Sharif ‘s departure for London was sudden, and described as a trip for a cardiac medical check-up. According to news reports, the Pakistan government denied reports that he was seeking support there from former president Asif Ali Zadari.

One of Sharif’s leading political opponents, former cricket star Imran Khan, arrived the same day the prime minister checked into the hospital. Khan said he was looking into hiring a financial investigative agency to pursue the issue of Sharif’s family members’ offshore holdings.

Also facing pressures because of his offshore holdings, Spain’s minister of industry resigned on Friday. José Manuel Soria had previously vehemently denied any ties to an offshore company cited in the Panama Papers and reported by online newspaper El Confidencial and television station La Sexta.

“I totally deny that I have anything to do with any company based in Panama, or any other tax haven,” he said earlier in the week.

​However Spanish media caught the minister in a series of lies about his involvement in offshore companies, which culminated with newspaper El Mundo proving the minister was director of a Jersey-based company up to 2002, when he was already into politics.

Soria, whose ministry also included energy and tourism, hasn’t been accused of wrong-doing. Announcing his resignation on Friday, he said he was stepping down because of “the succession of mistakes committed along the past few days, relating to my explanations over my business activities… and considering the obvious harm that this situation is doing to the Spanish government.”

In other reaction to the Panama Papers investigation, five European nations agreed to share tax and law enforcement data. The agreement included the United Kingdom, Germany, France, Italy and Spain, but critics said it would take the cooperation of the United States and other nations to make it work.
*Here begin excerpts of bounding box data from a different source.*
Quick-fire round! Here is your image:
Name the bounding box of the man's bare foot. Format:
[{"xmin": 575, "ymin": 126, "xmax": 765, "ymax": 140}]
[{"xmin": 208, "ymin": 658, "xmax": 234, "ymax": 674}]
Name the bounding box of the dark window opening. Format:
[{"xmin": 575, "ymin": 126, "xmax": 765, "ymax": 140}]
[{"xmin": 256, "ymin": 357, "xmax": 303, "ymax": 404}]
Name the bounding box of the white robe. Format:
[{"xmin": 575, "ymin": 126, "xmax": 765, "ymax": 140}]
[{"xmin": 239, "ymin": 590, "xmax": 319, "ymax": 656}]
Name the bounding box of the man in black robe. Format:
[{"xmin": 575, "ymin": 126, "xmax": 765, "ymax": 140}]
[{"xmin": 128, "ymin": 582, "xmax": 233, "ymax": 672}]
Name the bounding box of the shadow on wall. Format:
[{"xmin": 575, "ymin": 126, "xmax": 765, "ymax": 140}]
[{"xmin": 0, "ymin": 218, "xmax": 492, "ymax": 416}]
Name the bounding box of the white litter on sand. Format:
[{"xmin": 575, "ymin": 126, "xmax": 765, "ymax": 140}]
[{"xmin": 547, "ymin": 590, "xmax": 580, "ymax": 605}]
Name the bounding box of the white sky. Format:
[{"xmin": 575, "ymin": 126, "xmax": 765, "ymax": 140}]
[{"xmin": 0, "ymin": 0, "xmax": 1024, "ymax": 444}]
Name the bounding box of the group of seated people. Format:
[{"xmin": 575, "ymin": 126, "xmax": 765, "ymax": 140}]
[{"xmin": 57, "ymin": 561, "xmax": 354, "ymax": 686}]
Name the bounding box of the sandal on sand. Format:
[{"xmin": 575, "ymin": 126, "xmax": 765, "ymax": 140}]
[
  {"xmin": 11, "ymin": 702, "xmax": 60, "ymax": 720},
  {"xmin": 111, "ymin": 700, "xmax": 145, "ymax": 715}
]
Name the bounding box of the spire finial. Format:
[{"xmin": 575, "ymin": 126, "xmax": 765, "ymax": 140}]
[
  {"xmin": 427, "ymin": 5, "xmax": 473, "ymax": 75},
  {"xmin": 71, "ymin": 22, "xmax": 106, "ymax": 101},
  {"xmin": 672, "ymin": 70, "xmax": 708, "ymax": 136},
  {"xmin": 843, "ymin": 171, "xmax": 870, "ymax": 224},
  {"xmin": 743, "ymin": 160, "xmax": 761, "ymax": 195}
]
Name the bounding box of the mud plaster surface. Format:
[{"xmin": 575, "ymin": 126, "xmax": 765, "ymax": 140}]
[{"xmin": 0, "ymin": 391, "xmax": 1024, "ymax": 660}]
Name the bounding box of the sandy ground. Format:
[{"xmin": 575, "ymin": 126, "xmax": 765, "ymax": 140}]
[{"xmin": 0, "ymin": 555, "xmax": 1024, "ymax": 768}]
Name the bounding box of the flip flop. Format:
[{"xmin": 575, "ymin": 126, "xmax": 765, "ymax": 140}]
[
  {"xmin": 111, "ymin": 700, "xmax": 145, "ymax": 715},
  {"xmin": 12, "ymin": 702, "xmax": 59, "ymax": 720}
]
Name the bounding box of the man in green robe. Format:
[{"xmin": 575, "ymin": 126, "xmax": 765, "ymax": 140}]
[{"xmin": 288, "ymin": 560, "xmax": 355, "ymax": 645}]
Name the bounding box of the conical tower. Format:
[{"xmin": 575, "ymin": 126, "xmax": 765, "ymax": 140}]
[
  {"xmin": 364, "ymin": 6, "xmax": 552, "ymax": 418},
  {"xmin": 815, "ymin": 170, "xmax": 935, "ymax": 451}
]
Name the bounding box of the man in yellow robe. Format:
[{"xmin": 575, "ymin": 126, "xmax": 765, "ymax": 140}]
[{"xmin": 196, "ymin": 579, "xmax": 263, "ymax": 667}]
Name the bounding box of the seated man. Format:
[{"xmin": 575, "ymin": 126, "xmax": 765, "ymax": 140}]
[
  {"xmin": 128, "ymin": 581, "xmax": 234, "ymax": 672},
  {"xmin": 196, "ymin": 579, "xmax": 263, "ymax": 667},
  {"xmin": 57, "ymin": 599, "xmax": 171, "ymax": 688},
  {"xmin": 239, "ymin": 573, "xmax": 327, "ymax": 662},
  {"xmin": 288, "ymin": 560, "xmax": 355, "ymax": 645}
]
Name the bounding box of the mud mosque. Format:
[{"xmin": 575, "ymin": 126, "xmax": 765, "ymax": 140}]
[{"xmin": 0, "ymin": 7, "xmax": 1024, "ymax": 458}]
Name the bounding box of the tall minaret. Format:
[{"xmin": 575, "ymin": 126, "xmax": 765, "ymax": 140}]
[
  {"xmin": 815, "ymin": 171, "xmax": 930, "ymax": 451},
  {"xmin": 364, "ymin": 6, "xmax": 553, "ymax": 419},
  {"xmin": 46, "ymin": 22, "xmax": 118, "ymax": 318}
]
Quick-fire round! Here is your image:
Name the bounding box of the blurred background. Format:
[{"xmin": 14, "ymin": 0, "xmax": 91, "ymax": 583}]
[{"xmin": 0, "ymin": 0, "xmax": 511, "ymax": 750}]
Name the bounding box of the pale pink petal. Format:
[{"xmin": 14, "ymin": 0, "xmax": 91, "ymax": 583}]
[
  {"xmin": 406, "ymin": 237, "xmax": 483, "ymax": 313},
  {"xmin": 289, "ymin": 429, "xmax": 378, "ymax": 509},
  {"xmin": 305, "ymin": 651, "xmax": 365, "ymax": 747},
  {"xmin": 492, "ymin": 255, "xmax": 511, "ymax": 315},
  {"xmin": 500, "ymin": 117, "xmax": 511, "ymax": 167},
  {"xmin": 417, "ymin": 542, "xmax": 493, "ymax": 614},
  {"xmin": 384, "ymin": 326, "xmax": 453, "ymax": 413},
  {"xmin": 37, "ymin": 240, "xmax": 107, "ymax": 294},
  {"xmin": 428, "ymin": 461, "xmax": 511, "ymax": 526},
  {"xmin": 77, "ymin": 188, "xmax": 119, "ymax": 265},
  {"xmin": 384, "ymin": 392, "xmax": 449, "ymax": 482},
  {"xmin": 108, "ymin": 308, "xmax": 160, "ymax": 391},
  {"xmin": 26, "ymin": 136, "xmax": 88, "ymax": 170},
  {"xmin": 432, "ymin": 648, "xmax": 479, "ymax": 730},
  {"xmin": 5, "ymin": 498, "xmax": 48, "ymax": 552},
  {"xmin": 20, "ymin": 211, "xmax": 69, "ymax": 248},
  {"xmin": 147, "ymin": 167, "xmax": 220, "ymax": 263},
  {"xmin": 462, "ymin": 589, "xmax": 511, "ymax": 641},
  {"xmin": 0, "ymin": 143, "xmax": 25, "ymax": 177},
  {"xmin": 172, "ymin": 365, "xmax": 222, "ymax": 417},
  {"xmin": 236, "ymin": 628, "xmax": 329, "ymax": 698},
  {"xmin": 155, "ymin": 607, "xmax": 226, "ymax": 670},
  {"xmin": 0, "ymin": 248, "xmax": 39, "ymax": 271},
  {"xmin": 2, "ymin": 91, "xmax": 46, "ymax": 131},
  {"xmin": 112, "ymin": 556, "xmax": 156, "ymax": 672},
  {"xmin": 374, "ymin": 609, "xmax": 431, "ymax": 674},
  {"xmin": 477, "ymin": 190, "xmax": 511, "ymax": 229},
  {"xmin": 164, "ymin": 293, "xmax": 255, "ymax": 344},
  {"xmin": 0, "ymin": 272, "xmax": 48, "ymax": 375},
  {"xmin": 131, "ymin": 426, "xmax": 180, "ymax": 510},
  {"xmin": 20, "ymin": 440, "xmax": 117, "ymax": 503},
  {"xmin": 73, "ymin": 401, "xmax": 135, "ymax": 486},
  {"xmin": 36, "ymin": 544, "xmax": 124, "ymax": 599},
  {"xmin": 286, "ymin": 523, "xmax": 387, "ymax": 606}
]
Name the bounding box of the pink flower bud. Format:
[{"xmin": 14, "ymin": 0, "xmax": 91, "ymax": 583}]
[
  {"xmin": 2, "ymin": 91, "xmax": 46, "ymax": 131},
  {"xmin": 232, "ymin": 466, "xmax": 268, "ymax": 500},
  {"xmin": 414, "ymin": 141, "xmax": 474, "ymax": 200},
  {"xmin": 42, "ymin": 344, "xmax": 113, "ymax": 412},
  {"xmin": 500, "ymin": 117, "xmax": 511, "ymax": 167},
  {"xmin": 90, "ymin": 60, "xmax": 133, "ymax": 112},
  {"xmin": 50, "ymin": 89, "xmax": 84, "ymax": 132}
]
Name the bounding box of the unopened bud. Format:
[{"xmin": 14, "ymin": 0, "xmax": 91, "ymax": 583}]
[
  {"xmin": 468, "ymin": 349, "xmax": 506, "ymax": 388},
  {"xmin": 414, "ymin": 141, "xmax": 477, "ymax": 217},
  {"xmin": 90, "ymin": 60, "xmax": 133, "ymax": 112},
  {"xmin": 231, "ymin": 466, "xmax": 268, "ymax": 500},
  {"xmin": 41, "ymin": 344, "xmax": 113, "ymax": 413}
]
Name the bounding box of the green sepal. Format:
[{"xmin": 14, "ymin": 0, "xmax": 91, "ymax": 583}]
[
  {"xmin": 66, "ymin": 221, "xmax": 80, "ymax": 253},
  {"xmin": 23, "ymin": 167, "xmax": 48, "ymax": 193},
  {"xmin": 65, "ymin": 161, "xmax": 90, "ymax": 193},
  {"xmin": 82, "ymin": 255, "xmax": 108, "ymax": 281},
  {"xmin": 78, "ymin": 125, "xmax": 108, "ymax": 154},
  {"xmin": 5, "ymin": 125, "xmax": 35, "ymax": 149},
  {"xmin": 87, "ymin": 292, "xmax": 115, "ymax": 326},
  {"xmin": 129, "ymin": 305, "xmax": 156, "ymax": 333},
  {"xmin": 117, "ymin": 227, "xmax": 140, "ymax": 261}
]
Panama also reversed itself and said it would adopt international tax reporting standards, according to the Organization for Economic Cooperation and Development’s Secretary General José Ángel Gurría. But Gurría also sounded a note of caution. “If that is the case, and if they do it in whole, that is very good news indeed,” he said. But he added that it was a question of follow-up.

It’s not the first time Panama has made the pledge: the country had previously assured the OECD it would adopt the reporting standards, but then reversed course in February, 2016.